O escândalo financeiro que envolve o Instituto Nacional de Segurança Social (INSS) ganha novos contornos com alegações sobre o património imobiliário do antigo director financeiro da instituição, Jaime Nhavene, conhecido por “Nha”.
Segundo informações divulgadas pelo Canal de Moçambique, Nhavene, que se encontra detido desde abril no âmbito do processo que investiga um alegado desvio de cerca de 500 milhões de meticais dos cofres do INSS, terá adquirido diversos imóveis de elevado valor em Moçambique e no estrangeiro.
As informações surgem num contexto em que as autoridades continuam a investigar o destino dos fundos alegadamente desviados da instituição.
Dois apartamentos de luxo no Dubai
Entre os imóveis atribuídos ao antigo responsável financeiro estão dois apartamentos de luxo no empreendimento The First Collection, localizado no Dubai, nos Emirados Árabes Unidos.
De acordo com os dados divulgados, os dois apartamentos terão sido adquiridos e posteriormente oferecidos à esposa de Jaime Nhavene, Áuria Nhavene.
Cada uma das unidades terá custado aproximadamente 26,3 milhões de meticais, o que representa um investimento total estimado em 52,6 milhões de meticais apenas nos dois imóveis situados no Dubai.
Património também em Maputo
A alegada aquisição de imóveis de alto padrão não se teria limitado ao estrangeiro.

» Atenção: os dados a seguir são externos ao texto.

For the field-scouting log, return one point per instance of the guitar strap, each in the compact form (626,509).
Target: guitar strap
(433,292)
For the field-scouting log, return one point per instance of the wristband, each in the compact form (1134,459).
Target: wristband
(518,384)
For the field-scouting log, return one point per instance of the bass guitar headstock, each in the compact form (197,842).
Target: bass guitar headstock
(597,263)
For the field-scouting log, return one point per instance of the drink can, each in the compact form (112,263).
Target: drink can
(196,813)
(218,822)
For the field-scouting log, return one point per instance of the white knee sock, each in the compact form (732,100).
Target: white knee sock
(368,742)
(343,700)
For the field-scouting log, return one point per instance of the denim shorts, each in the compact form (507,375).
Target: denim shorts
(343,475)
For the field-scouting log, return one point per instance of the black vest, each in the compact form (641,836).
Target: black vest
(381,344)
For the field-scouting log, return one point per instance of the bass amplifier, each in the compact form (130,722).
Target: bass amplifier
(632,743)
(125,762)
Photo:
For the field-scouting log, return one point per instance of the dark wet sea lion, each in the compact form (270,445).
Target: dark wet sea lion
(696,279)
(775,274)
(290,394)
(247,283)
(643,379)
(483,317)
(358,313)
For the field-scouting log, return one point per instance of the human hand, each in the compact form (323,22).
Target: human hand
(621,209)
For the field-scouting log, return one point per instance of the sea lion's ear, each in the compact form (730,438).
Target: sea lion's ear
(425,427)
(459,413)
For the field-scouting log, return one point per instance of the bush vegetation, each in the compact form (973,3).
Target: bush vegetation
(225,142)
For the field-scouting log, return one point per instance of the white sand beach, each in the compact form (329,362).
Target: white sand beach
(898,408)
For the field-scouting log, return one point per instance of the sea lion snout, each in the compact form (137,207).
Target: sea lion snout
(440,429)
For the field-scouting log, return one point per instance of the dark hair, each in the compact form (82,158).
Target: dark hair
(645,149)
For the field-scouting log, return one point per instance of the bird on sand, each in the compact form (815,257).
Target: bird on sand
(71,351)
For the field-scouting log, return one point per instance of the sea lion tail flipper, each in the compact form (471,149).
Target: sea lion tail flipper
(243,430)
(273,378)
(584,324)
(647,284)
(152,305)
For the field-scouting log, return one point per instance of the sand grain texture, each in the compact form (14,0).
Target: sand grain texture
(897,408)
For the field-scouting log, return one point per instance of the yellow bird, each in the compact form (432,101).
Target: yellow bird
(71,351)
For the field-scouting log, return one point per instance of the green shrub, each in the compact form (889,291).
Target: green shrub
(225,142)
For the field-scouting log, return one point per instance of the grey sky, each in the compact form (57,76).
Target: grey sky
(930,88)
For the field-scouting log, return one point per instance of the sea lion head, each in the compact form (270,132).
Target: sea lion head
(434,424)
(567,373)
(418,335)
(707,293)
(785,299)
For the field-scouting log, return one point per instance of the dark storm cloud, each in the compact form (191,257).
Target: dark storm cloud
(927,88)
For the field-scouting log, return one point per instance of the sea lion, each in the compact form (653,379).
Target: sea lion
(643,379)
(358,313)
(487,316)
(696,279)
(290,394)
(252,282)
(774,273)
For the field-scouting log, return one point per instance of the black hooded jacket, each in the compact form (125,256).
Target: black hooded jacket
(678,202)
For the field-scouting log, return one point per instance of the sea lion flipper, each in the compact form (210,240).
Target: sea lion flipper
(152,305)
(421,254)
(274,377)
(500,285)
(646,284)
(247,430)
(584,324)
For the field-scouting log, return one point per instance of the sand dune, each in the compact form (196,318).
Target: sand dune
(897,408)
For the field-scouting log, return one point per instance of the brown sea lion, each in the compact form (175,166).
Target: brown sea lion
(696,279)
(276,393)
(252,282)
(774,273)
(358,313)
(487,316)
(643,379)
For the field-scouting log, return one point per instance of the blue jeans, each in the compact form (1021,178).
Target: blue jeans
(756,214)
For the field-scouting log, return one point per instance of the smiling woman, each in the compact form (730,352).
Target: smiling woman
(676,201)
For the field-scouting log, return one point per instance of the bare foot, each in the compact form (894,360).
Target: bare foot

Na cidade de Maputo, Jaime Nhavene terá adquirido igualmente um apartamento num condomínio de luxo localizado na Avenida Julius Nyerere, uma das zonas mais valorizadas da capital moçambicana.
O imóvel está avaliado em aproximadamente 32,5 milhões de meticais, segundo as informações divulgadas.
A inauguração do empreendimento estava prevista para breve, de acordo com os dados apresentados na investigação.
Investigação ao património
Os novos elementos são apontados como parte das investigações sobre o alegado esquema financeiro envolvendo antigos responsáveis do INSS.
Segundo a publicação, os dados reforçam a tese apresentada pelo Ministério Público, segundo a qual teria existido um esquema de desvio sistemático de fundos públicos destinado ao enriquecimento ilícito de altos funcionários da instituição.
As autoridades continuam a rastrear os activos que terão sido adquiridos pelos suspeitos, tanto em Moçambique como no exterior, numa tentativa de determinar a origem dos recursos utilizados na compra dos imóveis e identificar outros bens eventualmente relacionados com o processo.
O caso continua sob investigação e os factos atribuídos aos envolvidos deverão ser apreciados pelas autoridades judiciais competentes.